If it is not clear that any of the above caused a case to fail, there are several places to look for error messages.

  • Check component log files in your run directory ($RUNDIR). This directory is set in the env_run.xml file. Each component writes its own log file, and there should be log files for every component in this format: cpl.log.yymmdd-hhmmss. Check each log file for an error message, especially at or near the end.
  • Check for a standard out and/or standard error file in $CASEROOT. The standard out/err file often captures a significant amount of extra model output and also often contains significant system output when a job terminates. Useful error messages sometimes are found well above the bottom of a large standard out/err file. Backtrack from the bottom in search of an error message.
  • Check for core files in your run directory and review them using an appropriate tool.
  • Check any automated email from the job about why a job failed. Some sites’ batch schedulers send these.
  • Check the archive directory: $DOUT_S_ROOT/$CASE. If a case failed, the log files or data may still have been archived.

Common errors

One common error is for a job to time out, which often produces minimal error messages. Review the daily model date stamps in the cpl.log file and the timestamps of files in your run directory to deduce the start and stop time of a run. If the model was running fine, but the wallclock limit was reached, either reduce the run length or increase the wallclock setting.

If the model hangs and then times out, that usually indicates an MPI or file system problem or possibly a model problem. If you suspect an intermittent system problem, try resubmitting the job. Also send a help request to local site consultants to provide them with feedback about system problems and to get help.

Another error that can cause a timeout is a slow or intermittently slow node.

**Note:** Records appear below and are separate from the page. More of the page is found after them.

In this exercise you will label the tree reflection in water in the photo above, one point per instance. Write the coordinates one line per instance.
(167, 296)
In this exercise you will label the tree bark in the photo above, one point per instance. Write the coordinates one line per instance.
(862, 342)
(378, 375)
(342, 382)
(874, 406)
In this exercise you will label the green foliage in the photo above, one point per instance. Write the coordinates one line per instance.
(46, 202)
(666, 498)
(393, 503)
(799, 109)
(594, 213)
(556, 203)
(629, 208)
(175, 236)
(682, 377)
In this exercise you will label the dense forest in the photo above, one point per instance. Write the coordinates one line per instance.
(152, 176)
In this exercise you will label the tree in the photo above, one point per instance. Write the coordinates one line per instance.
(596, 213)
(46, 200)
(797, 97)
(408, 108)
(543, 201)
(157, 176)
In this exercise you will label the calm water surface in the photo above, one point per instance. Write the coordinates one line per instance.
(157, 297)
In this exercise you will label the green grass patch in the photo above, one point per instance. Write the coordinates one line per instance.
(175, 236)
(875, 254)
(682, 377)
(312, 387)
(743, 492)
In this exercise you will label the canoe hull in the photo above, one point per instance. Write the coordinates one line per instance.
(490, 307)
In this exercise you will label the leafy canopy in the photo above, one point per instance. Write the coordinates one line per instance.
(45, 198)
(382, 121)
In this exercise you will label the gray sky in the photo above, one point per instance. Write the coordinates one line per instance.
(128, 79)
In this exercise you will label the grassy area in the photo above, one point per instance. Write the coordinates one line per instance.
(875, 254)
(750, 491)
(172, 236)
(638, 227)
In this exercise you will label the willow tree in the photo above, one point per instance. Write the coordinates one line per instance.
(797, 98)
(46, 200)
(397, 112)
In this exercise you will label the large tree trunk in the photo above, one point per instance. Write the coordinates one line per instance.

The cpl.log file normally outputs the time used for every model simulation day. To review that data, grep the cpl.log file for the string tStamp as shown here:

> grep tStamp cpl.log.* | more

The output looks like this:

tStamp_write: model date = 10120 0 wall clock = 2009-09-28 09:10:46 avg dt = 58.58 dt = 58.18
tStamp_write: model date = 10121 0 wall clock = 2009-09-28 09:12:32 avg dt = 60.10 dt = 105.90

Review the run times at the end of each line for each model day. The “avg dt =” is the average time to simulate a model day and “dt = ” is the time needed to simulate the latest model day.

The model date is printed in YYYYMMDD format and the wallclock is the local date and time. In the example, 10120 is Jan 20, 0001, and the model took 58 seconds to run that day. The next day, Jan 21, took 105.90 seconds.

A wide variation in the simulation time for typical mid-month model days suggests a system problem. However, there are variations in the cost of the model over time. For instance, on the last day of every simulated month, the model typically writes netcdf files, which can be a significant intermittent cost. Also, some model configurations read data mid-month or run physics intermittently at a timestep longer than one day. In those cases, some variability is expected. The time variation typically is quite erratic and unpredictable if the problem is system performance variability.

Sometimes when a job times out or overflows disk space, the restart files will get mangled. With the exception of the CAM and CLM history files, all the restart files have consistent sizes.

Compare the restart files against the sizes of a previous restart. If they don’t match, remove them and move the previous restart into place before resubmitting the job. See Restarting a run.

It is not uncommon for nodes to fail on HPC systems or for access to large file systems to hang. Before you file a bug report, make sure a case fails consistently in the same place.